Book review - a Great Read for Data Analysis Folks

Just finished Malcolm Gladwell's "What the Dog Saw" on a long plane ride this weekend. Like his other books (Tipping Point, Blink, and Outliers), there are great stories and examples for those of us involved in data analysis, including internal auditing and especially continuous auditing.

Gladwell's current book is actually a collection of essays from New Yorker magazine, but they piece together nicely so the essays can be read in sequence or by selecting chapters of interest. If you have time to only read one chapter, I'd point you toward the chapter "Open Secrets. Enron, Intelligence, and the Perils of Too Much Information."

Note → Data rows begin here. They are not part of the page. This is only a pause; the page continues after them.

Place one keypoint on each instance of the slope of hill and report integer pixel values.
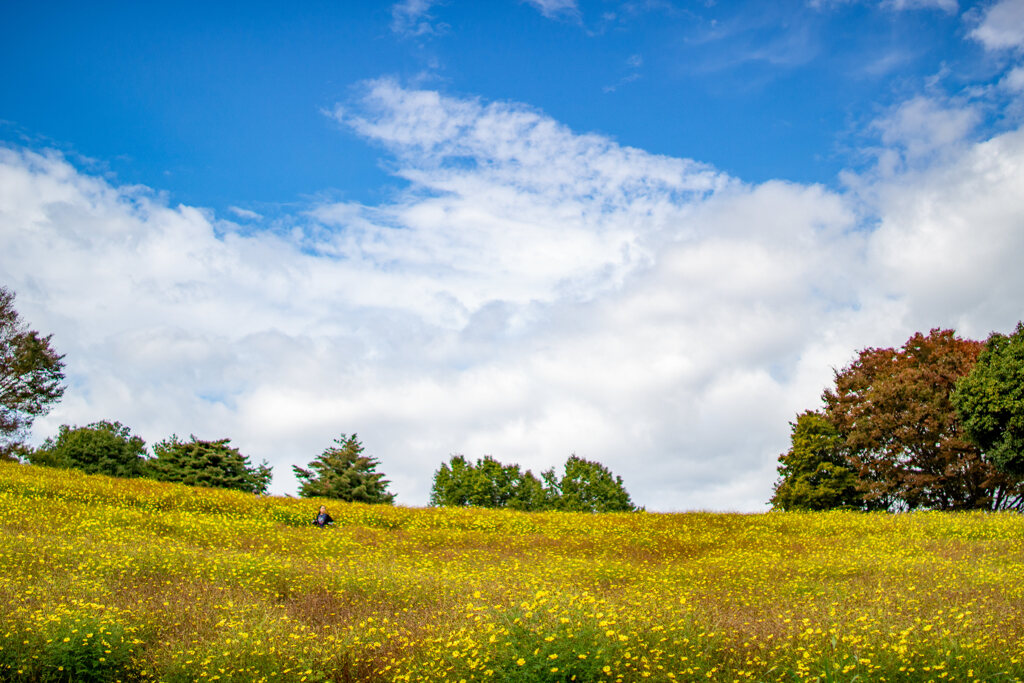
(104, 579)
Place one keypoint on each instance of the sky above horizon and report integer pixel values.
(644, 232)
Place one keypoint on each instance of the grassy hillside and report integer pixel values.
(104, 579)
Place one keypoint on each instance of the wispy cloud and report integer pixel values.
(556, 8)
(532, 292)
(1001, 26)
(245, 213)
(633, 66)
(413, 18)
(948, 6)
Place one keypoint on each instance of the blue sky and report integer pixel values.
(641, 231)
(221, 104)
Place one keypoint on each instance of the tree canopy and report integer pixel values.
(889, 421)
(343, 472)
(214, 464)
(486, 483)
(990, 401)
(586, 485)
(31, 376)
(590, 486)
(101, 447)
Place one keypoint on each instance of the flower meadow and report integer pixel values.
(130, 580)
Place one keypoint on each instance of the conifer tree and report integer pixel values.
(343, 472)
(200, 463)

The book points out that Enron's Special Purpose Entities (SPE's) were entirely transparent. To a fault. Because each of the more than 3000 SPE's involved paperwork of an average of 1000 pages of filings. Even an executive summary of an SPE contained 40 single-spaced pages. So the challenge in understanding the financial risks of their SPE's was to understand how to filter an insanely large volume of data into a form that was manageable, comprehensible, and actionable.

As you progress on the Continuous Auditing and Continuous Monitoring Maturity Curve, you'll find that your teams are amassing a similarly overwhelming (though hopefully not as large!) set of source data and anomalies to review. How do you see the source data? How do you see the exceptions? How do you decide which ones to act on?

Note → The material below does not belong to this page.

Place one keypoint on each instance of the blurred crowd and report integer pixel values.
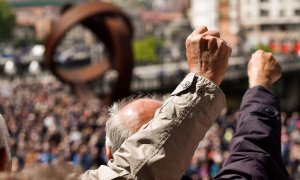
(48, 124)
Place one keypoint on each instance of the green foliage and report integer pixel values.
(145, 50)
(7, 21)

Most data analysis efforts that we have worked have a goal of identifying individual exceptions, or rows, in database speak. So a AP vendor shares an address or tax ID number with an employee. Or a sales invoice had a discount in excess of a contract maximum. To act, we send an email to someone, maybe with a spreadsheet attached, to research and resolve the exception row.

But let's learn from Enron's SPE's. If we send 3000 emails, how will we manage the follow-up. Can we use color and graphs to measure the magnitude of the exceptions in total? How should we identify transactions that are acceptable one-by-one (example: a $9,500 requisition from a manager with a $10,000 signing authority), but unacceptable as a larger series (say ten, $9,500 requsitions from that same manager, all within the same week)?